Proving the Equality of Logarithms with Different Bases

[TN17]

Homework Statement

How would I show that 1/log_ab = log_ba ?

The Attempt at a Solution

I'm not really sure where to start because of the different bases.

 

[Tide]

Hint: What is b^{\log_b a}?

 

[TN17]

Hint: What is b^{\log_b a}?

Is that Power Laws of Logs or Techniques for solving exponential equations, because I haven't learned those yet.
We haven't learned anything with logs as exponents yet.

 

[Tide]

That would be a fundamental identity for logarithms and should have been the first thing you learned about them. Basically, exponentials and logarithms are inverse functions of each other.
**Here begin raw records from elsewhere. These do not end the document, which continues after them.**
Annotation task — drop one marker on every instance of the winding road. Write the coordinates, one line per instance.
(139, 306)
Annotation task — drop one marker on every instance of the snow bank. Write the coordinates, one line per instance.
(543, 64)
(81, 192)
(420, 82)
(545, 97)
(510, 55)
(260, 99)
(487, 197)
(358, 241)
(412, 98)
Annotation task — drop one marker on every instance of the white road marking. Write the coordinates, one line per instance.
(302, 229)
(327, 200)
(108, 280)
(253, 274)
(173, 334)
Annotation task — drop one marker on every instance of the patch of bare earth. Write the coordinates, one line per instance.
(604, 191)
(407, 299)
Check with your textbook. :)

 

[TN17]

That would be a fundamental identity for logarithms and should have been the first thing you learned about them. Basically, exponentials and logarithms are inverse functions of each other. Check with your textbook. :)

Yes, we learned how to write an exponentials as a log and vice versa, and we learned how to evaulate logs, like log₂8 where x=3. But we haven't seen anything with "log___" as the actual exponent before. :S

 

[Tide]

What you need to know is that

\log_b b^a = a and b^{\log_b a} = a

 

[TN17]

What you need to know is that

\log_b b^a = a and b^{\log_b a} = a

I found this online:
"Remember that log_b a = log a / log b for any base/subscript.

Then 1 / [log_a b] = 1 / [log b / log a]

Now dividing by a fraction is the same as mulitplying its reciproical.

1 * (log a / log b)

log a / log b

Now use the fact at the top to change this into
log a / log b = log_b a
Therefore, 1 / [log_a b] = log_b a."

Is that the same thing you were talking about?

We have a quiz on:
Exponential function + its inverse
Logarithms (simple problems)
Transformations of log functions
Using log scales in physical sciences (ex: pH scale)
and Exponential equations.

I'm familiar with all of those, but when I overheard someone from the other class talking about this question right after their quiz, I was curious, so that's why I asked...

 

[vela]

I think Tide was going for this approach:

Start with b^{\log_b a} = a and then take the log, base a, of both sides to get

\log_a (b^{\log_b a}) = \log_a a

Use a property of logs to bring the exponent down, do a little algebra, and you'll get the result you wanted.

The way you did it is fine as well. There are often multiple ways to show the same thing.

 

[Tide]

Vela,

Exactly! I had assumed the original poster hadn't seen the base conversion yet.